To cope with the enveloping melancholy of this time, I turned to music. I composed my song, The Storm, which encapsulates the heartache and powerlessness I felt to lose my daughter to the trans cult.
Writing and playing this song gave me comfort. Perhaps it could give comfort to other PITT parents as well.
Not our daughter's real trans name, but she picked one just as manly.
I am so sorry. I freaking hate Kaiser, BTW.
As you know, the surgery is a girl mom's worst nightmare. My daughter (almost 19) recently announced her intention to medicalize, and I connected with both a therapist and a female detransitioner about it. Both said something that might bring you some comfort: you feel like this huge ugly milestone has been crossed, and that you've lost the war, as you said in your piece. But you haven't. It was just one of many battles. Fortify yourself for the ones that still lie ahead. According to both of the women I spoke to, many girls will dabble and come in and out of medicalization.
I have to believe there is life after a double mastectomy. I have to cling to a hope that every day is a new opportunity for our girls to change course. I'll be keeping that hope in my heart for your daughter, too.
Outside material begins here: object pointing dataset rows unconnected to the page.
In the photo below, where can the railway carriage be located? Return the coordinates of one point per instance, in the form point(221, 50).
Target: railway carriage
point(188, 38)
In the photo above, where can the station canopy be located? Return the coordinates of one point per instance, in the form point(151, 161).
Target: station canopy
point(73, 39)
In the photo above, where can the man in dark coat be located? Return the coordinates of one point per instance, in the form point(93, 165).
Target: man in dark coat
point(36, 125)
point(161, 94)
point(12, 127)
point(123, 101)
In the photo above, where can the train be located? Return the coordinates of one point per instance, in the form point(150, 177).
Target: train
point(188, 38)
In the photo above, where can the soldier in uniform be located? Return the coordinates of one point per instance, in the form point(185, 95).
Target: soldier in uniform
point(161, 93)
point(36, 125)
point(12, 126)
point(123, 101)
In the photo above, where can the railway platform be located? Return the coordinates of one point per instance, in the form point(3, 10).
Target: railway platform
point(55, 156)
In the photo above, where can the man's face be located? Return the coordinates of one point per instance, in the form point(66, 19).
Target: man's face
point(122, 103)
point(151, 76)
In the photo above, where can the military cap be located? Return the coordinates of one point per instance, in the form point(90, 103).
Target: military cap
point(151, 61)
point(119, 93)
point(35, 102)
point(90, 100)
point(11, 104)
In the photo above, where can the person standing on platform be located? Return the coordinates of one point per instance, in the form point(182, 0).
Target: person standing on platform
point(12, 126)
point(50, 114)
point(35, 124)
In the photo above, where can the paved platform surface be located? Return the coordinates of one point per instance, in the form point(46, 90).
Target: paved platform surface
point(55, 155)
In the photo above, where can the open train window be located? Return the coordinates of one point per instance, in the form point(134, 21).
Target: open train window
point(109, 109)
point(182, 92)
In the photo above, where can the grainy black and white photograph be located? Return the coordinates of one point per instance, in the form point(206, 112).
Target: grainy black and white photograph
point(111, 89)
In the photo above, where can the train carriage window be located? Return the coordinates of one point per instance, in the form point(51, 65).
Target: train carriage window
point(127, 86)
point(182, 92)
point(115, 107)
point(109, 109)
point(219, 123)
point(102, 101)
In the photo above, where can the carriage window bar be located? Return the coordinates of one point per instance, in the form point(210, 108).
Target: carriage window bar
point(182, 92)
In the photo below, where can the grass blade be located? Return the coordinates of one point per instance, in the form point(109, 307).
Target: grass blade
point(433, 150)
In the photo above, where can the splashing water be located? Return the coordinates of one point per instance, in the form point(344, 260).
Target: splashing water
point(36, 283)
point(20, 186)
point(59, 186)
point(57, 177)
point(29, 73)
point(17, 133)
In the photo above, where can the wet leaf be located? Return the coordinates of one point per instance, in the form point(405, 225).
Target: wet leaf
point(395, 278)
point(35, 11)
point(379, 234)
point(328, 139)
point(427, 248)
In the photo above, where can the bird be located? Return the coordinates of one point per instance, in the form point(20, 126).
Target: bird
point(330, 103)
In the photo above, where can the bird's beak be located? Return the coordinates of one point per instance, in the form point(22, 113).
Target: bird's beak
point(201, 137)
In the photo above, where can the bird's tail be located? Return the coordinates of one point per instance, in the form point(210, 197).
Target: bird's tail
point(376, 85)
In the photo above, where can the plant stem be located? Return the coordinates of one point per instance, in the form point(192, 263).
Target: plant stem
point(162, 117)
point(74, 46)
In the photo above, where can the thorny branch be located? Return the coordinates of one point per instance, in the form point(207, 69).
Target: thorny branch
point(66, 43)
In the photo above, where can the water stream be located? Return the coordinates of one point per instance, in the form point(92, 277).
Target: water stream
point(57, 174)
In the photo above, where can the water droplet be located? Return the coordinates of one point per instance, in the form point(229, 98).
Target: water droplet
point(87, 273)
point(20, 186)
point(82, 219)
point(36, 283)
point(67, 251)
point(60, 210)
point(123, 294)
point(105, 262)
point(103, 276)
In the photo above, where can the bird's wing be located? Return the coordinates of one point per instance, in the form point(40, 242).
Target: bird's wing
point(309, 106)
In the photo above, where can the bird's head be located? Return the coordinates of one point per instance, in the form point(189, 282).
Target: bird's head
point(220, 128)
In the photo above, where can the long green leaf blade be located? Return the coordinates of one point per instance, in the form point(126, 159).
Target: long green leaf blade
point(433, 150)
Beautiful song…heart wrenching story. So hard to understand how any surgeon could perform that surgery on a young healthy female. I wanted to get my tubes tied when I was in my early twenties because I never wanted to have children and I could not find a doctor who would perform this surgery stating “you are too young and might change your mind someday about wanting to have a child.” They were right, of course and when I was thirty-three years old I gave birth to my beautiful daughter. Five years ago she gave me a beautiful granddaughter. Time. Everything needs time. However, these children that are caught in the trans cult snares are in such a hurry to make life decisions but what they need is time to mature, time to accept who they are, time to grow-up. I would have missed out on so much had I found a doctor to grant me my impulsive wish 40+ years ago. So many of these lost children are making decisions that are being supported and encouraged only to one day wake up with regrets. So sad. So very, very sad.